However, these developments raise serious questions about how the brain is being modelled computationally in companies such as IBM, or how neuroscientific insights and models are being embodied in the kinds of AIEd applications promoted by Pearson. The ways IBM and Pearson conceive the brain are deeply consequential to the AI and cognitive systems they are developing, and to how they might interact with human actors and possibly influence their cognition by shaping their brains. These understandings may not provide adequate approximations of human mental and cognitive functioning.

Many AI and cognitive computing enthusiasts treat the brain as a kind of computational system that can be debugged and optimized, and reproduce reductive scientific representations of the brain as an information-processing computer:

Just a few years after the dawn of computer technology in the 1940s, the brain was said to operate like a computer, with the role of physical hardware played by the brain itself and our thoughts serving as software…, firmly rooted in the idea that humans are, like computers, information processors. This effort now involves thousands of researchers, consumes billions of dollars in funding, and has generated a vast literature consisting of both technical and mainstream articles and books … speculating about the algorithms of the brain, how the brain processes data, and even how it superficially resembles integrated circuits in its structure. The information processing metaphor of human intelligence now dominates human thinking, both on the street and in the sciences.

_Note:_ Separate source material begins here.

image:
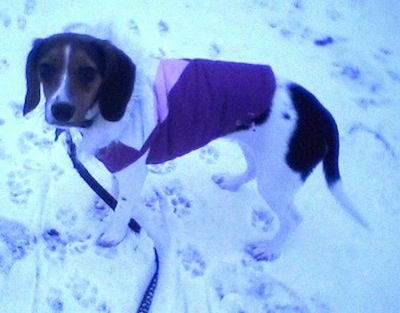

IBM’s ideal that cognitive systems can “rewire the ways we learn” inscribes the information-processing metaphor onto the learning brain. While the systems that IBM and Pearson are promoting may be “brain-based” and “brain-targeted” then, they reproduce a problematic understanding of mental life in terms of computational information processing. They not only treat the neural networks of the learning brain as computable, but may be confusing brain-inspired machine learning and information processing with the complexity of embodied, culturally relevant and socially situated learning.